Zuckerberg menyebutkan, seluruh 500 juta orang yang telah mendaftarkan diri ke Facebook berhak mendapat alamat email dengan domain @Facebook.com. Yang menarik, seluruh sejarah pembicaraan si pengguna yang sudah dilakukan bertahun-tahun sebelumnya juga akan disimpan ke akun pemiliknya, sementara spam akan disaring.

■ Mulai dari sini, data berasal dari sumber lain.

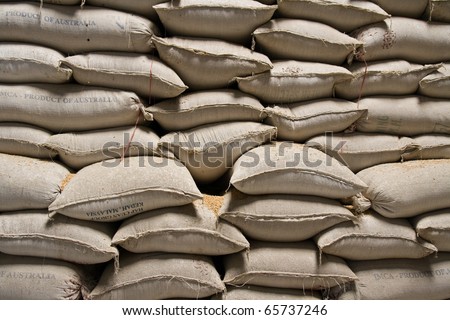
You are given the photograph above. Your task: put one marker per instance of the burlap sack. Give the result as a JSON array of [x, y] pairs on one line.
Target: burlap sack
[[434, 227], [68, 107], [363, 150], [28, 183], [31, 233], [294, 265], [205, 107], [72, 29], [192, 228], [405, 115], [209, 151], [227, 20], [290, 168], [300, 81], [280, 217], [24, 140], [22, 63], [143, 74], [80, 149], [208, 63], [302, 120], [373, 237], [344, 15], [403, 190], [304, 40], [113, 190], [155, 276]]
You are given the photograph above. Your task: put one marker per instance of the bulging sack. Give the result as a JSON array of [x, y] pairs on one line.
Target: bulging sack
[[24, 140], [300, 81], [281, 217], [209, 151], [31, 278], [391, 77], [344, 15], [80, 149], [143, 74], [71, 29], [192, 229], [304, 40], [68, 107], [205, 107], [116, 189], [405, 115], [302, 120], [373, 237], [290, 168], [292, 265], [404, 190], [363, 150], [434, 227], [156, 276], [436, 84], [25, 63], [407, 279], [208, 63], [227, 20], [29, 183], [393, 39], [32, 233]]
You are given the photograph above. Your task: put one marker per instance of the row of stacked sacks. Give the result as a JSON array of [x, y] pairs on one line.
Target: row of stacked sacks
[[215, 94]]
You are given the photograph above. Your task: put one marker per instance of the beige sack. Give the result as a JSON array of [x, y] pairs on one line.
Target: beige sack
[[251, 292], [291, 168], [80, 149], [302, 120], [143, 74], [344, 15], [208, 63], [430, 146], [32, 233], [30, 278], [403, 8], [294, 265], [192, 228], [228, 20], [404, 190], [72, 29], [304, 40], [393, 77], [139, 7], [206, 107], [22, 63], [405, 115], [280, 217], [363, 150], [24, 140], [68, 107], [401, 279], [28, 183], [436, 84], [209, 151], [393, 39], [156, 276], [300, 81], [435, 228], [113, 190], [374, 237], [438, 10]]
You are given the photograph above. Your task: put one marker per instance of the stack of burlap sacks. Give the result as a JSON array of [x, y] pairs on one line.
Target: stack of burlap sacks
[[117, 119]]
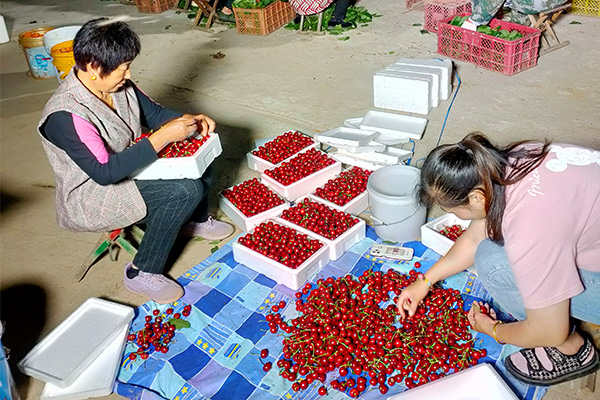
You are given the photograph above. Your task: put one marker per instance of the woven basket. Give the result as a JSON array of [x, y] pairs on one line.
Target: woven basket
[[154, 6], [262, 21]]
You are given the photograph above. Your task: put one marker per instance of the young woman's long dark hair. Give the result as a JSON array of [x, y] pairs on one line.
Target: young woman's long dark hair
[[452, 171]]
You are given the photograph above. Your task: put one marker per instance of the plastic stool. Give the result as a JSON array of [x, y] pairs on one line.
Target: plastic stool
[[108, 242]]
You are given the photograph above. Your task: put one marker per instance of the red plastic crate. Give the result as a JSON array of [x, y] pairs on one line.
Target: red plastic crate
[[438, 10], [507, 57]]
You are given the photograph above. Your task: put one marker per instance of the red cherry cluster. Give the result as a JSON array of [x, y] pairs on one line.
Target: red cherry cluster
[[303, 165], [345, 187], [282, 244], [158, 333], [283, 146], [319, 218], [452, 232], [183, 148], [349, 325], [252, 197]]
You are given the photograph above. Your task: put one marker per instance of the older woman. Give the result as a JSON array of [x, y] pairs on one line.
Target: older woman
[[88, 130], [534, 241]]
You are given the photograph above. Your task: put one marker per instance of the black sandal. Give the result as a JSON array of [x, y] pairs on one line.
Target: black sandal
[[544, 366]]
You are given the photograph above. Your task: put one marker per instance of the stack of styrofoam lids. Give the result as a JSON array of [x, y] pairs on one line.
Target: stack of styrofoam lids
[[413, 86], [80, 357]]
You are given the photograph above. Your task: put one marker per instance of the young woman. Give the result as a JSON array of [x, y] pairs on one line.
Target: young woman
[[534, 239], [88, 130]]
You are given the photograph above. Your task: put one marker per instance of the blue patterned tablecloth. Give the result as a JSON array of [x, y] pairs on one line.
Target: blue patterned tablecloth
[[218, 356]]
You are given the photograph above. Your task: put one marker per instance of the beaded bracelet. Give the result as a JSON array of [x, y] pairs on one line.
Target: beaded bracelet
[[494, 332]]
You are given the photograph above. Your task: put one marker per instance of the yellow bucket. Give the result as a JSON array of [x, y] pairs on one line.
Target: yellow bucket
[[38, 60], [62, 58]]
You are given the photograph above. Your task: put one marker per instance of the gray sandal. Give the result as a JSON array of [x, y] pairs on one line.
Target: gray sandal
[[547, 366]]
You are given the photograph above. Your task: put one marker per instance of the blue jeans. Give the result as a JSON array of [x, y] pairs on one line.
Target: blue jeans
[[170, 204], [496, 275]]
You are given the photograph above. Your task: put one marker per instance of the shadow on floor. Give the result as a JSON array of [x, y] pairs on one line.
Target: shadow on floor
[[23, 310]]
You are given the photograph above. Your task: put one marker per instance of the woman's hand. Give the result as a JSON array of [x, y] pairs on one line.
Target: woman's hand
[[482, 318], [205, 125], [173, 131], [411, 296]]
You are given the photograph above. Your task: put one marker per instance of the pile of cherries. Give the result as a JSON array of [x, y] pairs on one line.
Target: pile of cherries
[[157, 333], [184, 148], [282, 244], [345, 187], [350, 326], [251, 197], [452, 232], [301, 166], [319, 218], [283, 146]]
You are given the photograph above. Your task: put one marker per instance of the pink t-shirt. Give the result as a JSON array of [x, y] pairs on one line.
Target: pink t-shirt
[[551, 225]]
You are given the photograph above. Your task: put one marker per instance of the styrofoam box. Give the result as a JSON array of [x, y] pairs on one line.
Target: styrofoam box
[[431, 236], [392, 126], [434, 93], [480, 382], [355, 206], [339, 245], [76, 342], [402, 91], [445, 67], [305, 185], [346, 136], [292, 278], [191, 167], [259, 164], [96, 380], [247, 223]]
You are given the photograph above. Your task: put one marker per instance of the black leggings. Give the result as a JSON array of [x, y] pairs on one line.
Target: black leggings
[[170, 204]]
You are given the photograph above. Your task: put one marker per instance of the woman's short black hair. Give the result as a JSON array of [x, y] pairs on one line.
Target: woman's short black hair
[[105, 44]]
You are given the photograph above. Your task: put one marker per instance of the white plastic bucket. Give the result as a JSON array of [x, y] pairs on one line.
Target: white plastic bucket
[[56, 36], [395, 208]]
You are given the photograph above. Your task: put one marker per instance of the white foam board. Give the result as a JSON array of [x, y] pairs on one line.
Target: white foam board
[[480, 382], [394, 128], [444, 66], [96, 380], [435, 93], [402, 91]]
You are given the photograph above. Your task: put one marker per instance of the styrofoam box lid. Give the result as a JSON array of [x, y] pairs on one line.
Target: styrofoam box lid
[[96, 380], [480, 382], [392, 126], [76, 342], [346, 136]]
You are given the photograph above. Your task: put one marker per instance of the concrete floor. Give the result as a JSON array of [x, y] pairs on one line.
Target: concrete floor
[[262, 87]]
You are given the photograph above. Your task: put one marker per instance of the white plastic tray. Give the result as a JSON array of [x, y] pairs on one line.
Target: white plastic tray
[[304, 186], [97, 380], [259, 164], [346, 136], [76, 342], [191, 167], [480, 382], [431, 236], [341, 244], [292, 278], [395, 128], [247, 223]]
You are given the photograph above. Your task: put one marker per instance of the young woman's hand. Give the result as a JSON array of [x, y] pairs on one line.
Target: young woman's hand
[[482, 318], [411, 297]]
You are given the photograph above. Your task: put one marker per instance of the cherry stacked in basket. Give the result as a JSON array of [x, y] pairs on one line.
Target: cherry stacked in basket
[[283, 146], [301, 166], [350, 326], [282, 244], [251, 197], [319, 218], [345, 187], [183, 148]]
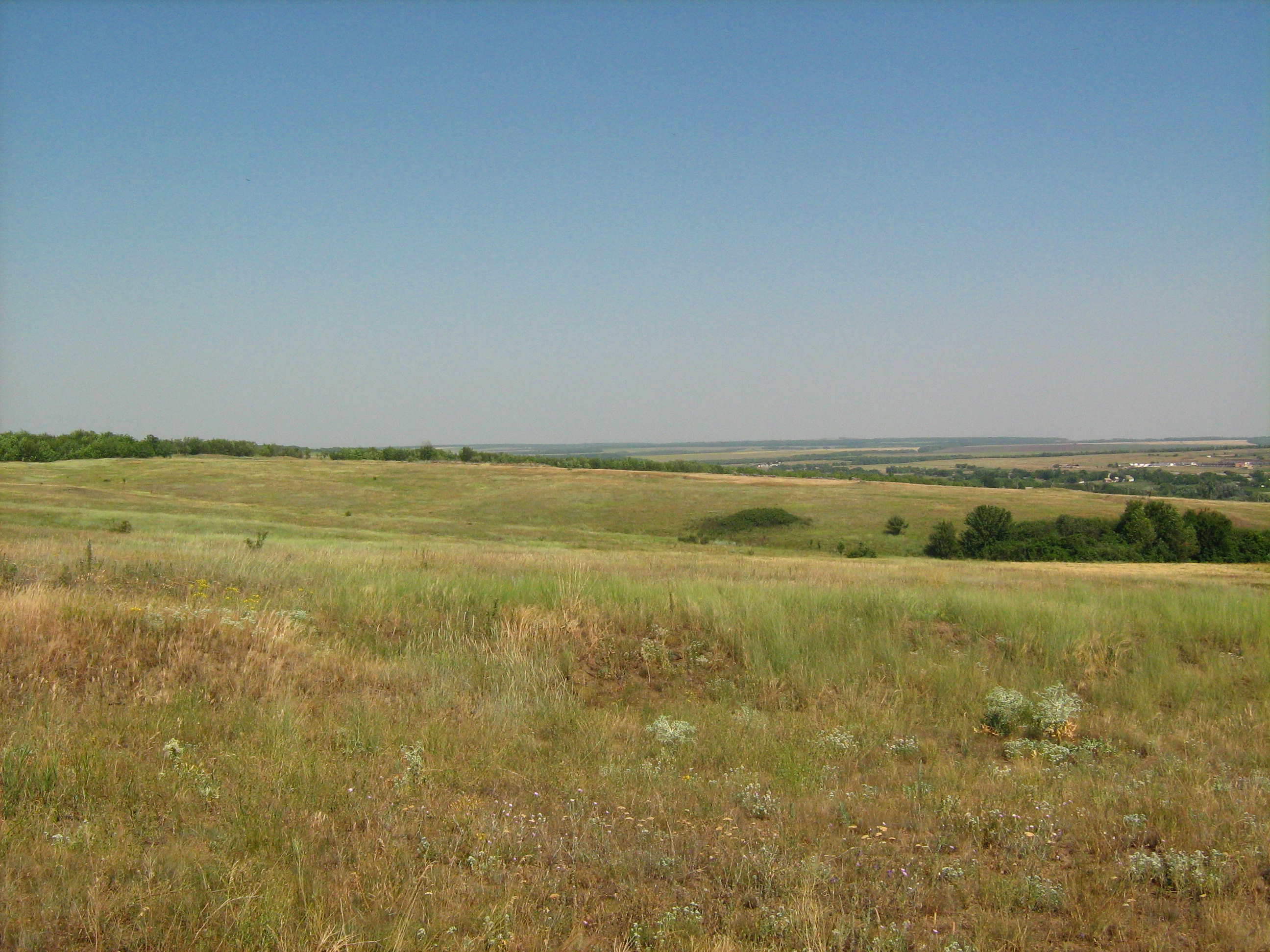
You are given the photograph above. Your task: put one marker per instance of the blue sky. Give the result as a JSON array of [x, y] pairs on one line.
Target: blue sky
[[336, 224]]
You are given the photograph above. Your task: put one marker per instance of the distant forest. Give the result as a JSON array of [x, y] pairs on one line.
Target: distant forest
[[1146, 532], [1155, 481]]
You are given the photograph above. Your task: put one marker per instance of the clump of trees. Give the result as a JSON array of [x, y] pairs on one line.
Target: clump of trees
[[22, 447], [1146, 532], [742, 521]]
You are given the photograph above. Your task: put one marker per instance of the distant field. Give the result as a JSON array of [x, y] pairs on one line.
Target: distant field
[[502, 708], [507, 503]]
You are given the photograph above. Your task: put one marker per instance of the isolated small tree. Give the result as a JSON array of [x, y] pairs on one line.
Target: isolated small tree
[[1213, 533], [943, 543], [985, 526]]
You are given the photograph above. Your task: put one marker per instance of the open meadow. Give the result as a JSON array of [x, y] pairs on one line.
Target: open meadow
[[447, 706]]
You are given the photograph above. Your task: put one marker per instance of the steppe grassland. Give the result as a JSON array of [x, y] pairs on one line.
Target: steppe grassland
[[443, 742], [611, 509]]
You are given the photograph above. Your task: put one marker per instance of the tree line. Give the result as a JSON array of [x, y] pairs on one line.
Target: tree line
[[24, 447], [1146, 532]]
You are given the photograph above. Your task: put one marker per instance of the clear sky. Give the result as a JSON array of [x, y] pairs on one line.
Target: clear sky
[[372, 222]]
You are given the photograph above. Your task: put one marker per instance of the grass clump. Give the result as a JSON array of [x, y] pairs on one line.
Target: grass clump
[[1052, 715]]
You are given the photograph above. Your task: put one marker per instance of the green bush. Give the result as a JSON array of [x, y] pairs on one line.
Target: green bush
[[747, 520]]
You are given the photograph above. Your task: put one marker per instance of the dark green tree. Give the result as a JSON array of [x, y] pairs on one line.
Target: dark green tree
[[1213, 535], [1175, 540], [985, 527], [943, 543]]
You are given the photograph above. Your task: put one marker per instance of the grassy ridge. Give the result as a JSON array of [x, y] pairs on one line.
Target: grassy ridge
[[366, 733], [502, 502]]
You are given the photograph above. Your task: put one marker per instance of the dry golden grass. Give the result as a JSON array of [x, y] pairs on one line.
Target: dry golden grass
[[441, 743]]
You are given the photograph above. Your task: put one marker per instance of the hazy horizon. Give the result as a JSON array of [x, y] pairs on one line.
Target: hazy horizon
[[380, 225]]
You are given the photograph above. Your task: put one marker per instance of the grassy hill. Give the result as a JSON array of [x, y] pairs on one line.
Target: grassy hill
[[501, 708], [317, 498]]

“Menurut kami, email bukanlah sistem messaging modern,” kata Zuckerberg saat meluncurkan layanan barunya, seperti dikutip dari DailyMail, 16 November 2010. “Kami ingin orang-orang bisa berkomunikasi dengan cara yang mereka inginkan. Bisa email, teks, atau message di Facebook,” ucapnya.

Meski sejumlah pengamat berspekulasi bahwa akun email Facebook ini akan menjadi kompetitor berat bagi layanan email Gmail, Zuckerberg tidak menganggap demikian. Namun, dengan 500 juta pengguna, layanan ini tetap akan menghadirkan ancaman bagi kompetitor, dan bukan hanya Google.

Sebagai informasi, saat ini Hotmail yang telah dibeli oleh Microsoft, memiliki 362 juta pengguna. Yahoo punya 273 juga pengguna email, sementara Gmail sendiri baru punya 193 juta pemilik akun email.

Zuckerberg menyebutkan, keputusannya untuk mengubah sistem messaging di Facebook adalah karena generasi muda saat ini memandang email merupakan sebuah ‘beban kognitif’ dan menyebutkan bahwa layanan yang dibuatnya merupakan hal yang berbeda.

“Layanan baru ini bukan email, akan tetapi ia menangani email dan juga berbagai cara yang ingin Anda gunakan untuk berkomunikasi,” ucapnya.